Gout comes from high uric acid, but high uric acid does not necessarily mean gout. It only happens when uric acid crystals in the blood deposit on the synovium of joints and cause synovitis. In fact, only about 10% patients with hyperuricemia have gout.
On the other hand, due to the complex pathogenic factors of gout, many patients may still have normal blood uric acid levels when gout attacks. At this time, don't be superstitious about the test results and delay the timely treatment of gout.
High uric acid can not only induce gout.
Uric acid is the metabolic end product of purine in human body, and high uric acid has harmful effects on many tissues and organs of human body. Excessive deposition of uric acid in bones and joints can cause gout; Deposition in the kidney will cause nephropathy and induce renal failure; High uric acid will also greatly increase the risk of various metabolic related diseases (such as obesity, diabetes, hyperlipidemia, etc.). ) and cardiovascular diseases.
"Normal" uric acid is not enough for gout patients.
According to international standards, the normal range of uric acid is: male.
High uric acid that does not cause gout also needs treatment.
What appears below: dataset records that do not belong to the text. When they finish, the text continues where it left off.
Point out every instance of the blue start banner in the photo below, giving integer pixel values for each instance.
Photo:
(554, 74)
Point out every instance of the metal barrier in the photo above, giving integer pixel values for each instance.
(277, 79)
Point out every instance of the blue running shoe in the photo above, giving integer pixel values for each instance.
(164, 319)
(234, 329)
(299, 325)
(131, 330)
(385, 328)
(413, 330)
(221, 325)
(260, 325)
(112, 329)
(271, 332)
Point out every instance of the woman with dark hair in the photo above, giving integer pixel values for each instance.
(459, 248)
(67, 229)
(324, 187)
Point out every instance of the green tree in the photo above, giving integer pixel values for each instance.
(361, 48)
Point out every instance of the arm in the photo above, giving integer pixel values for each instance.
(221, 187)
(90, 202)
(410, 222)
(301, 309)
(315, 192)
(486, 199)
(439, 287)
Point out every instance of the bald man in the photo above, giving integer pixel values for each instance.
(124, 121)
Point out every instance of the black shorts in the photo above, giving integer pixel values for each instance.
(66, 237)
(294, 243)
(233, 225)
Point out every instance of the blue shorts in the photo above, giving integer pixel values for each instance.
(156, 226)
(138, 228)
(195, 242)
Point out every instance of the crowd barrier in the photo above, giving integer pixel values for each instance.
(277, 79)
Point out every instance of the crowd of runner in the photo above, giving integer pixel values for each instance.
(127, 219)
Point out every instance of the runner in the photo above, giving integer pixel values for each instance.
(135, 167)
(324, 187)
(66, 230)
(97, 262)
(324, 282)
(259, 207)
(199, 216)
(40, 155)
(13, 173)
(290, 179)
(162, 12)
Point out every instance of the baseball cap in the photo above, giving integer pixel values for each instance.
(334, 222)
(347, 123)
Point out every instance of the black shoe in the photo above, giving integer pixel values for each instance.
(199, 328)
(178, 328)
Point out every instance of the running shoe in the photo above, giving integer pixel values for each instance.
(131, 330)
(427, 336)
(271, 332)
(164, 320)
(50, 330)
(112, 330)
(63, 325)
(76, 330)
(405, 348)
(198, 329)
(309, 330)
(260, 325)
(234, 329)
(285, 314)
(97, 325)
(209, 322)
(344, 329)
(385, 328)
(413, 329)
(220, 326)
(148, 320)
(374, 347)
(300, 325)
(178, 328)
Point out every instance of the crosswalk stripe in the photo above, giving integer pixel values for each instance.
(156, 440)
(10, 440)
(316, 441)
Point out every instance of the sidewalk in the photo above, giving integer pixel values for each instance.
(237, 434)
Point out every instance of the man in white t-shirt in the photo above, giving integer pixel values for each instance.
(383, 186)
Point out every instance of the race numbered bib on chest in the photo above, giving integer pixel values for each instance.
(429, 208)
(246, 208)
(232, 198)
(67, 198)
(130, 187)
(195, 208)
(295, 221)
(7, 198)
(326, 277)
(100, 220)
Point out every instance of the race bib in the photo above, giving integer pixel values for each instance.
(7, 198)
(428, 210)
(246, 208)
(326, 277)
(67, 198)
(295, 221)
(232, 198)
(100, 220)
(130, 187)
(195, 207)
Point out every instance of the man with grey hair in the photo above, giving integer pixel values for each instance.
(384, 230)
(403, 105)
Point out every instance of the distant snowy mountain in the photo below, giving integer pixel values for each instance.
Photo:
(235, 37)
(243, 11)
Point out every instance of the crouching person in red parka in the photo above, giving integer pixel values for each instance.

There is a long-standing controversy about this issue, but at present, the academic circles basically agree that no matter how "healthy" a person is, as long as uric acid exceeds 520 μmol/L, uric acid should be treated; If this person is also complicated with risk factors of diabetes, chronic kidney disease or cardiovascular disease, then as long as uric acid exceeds the above normal range, even if there is no gout attack, treatment needs to be started.
Uric acid lowering drugs can also be used for acute gout attacks.
For a long time, it has been thought that if uric acid-lowering drugs are used in the acute stage of gout, the surface of tophus in the joint may dissolve, and insoluble crystals will be deposited in the tissue, which will aggravate the inflammatory reaction. Therefore, "acute gout can not use uric acid lowering drugs" has almost become the golden rule in gout treatment.
However, 20 12 American Gout Management Guidelines first proposed that under the protection of effective anti-inflammatory drugs, the treatment of acute uric acid reduction is not taboo. Then, 20 13 China's "experts on hyperuricemia and gout treatment" also recognized this view, thinking that you don't have to wait for two weeks after the acute symptoms of gout are relieved, but you can start the treatment of reducing uric acid immediately.
Clinicians generally tend to adopt a conservative attitude towards this "counterintuitive" avant-garde concept. After all, old ideas have a long history and are deeply rooted in people's hearts; The new viewpoint needs more evidence-based evidence, and its greater clinical significance lies in that patients with acute gout attack during taking uric acid-lowering drugs can stop uric acid-lowering treatment accordingly.
Simple diet control for gout patients is far from enough.
80% of uric acid in human blood comes from purine metabolism, and only 20% comes from food intake. Therefore, the effect of simple diet control on reducing serum uric acid level is very limited (most of them can only reduce 10%-20% or 70-90 μmol/L). Therefore, we must choose drugs reasonably according to the condition.
Many patients refuse to take medicine for fear of "side effects", which is a typical "choking on food".
As long as drugs are used scientifically and regularly, the risk of rare complications of drugs is not higher than that of going out to encounter a car accident. Who stays at home all day for fear of a car accident?
The treatment of hyperuricemia and gout cannot rely entirely on drugs.
After applying uric acid-lowering drugs, some patients think that they can rest easy and enjoy delicious food.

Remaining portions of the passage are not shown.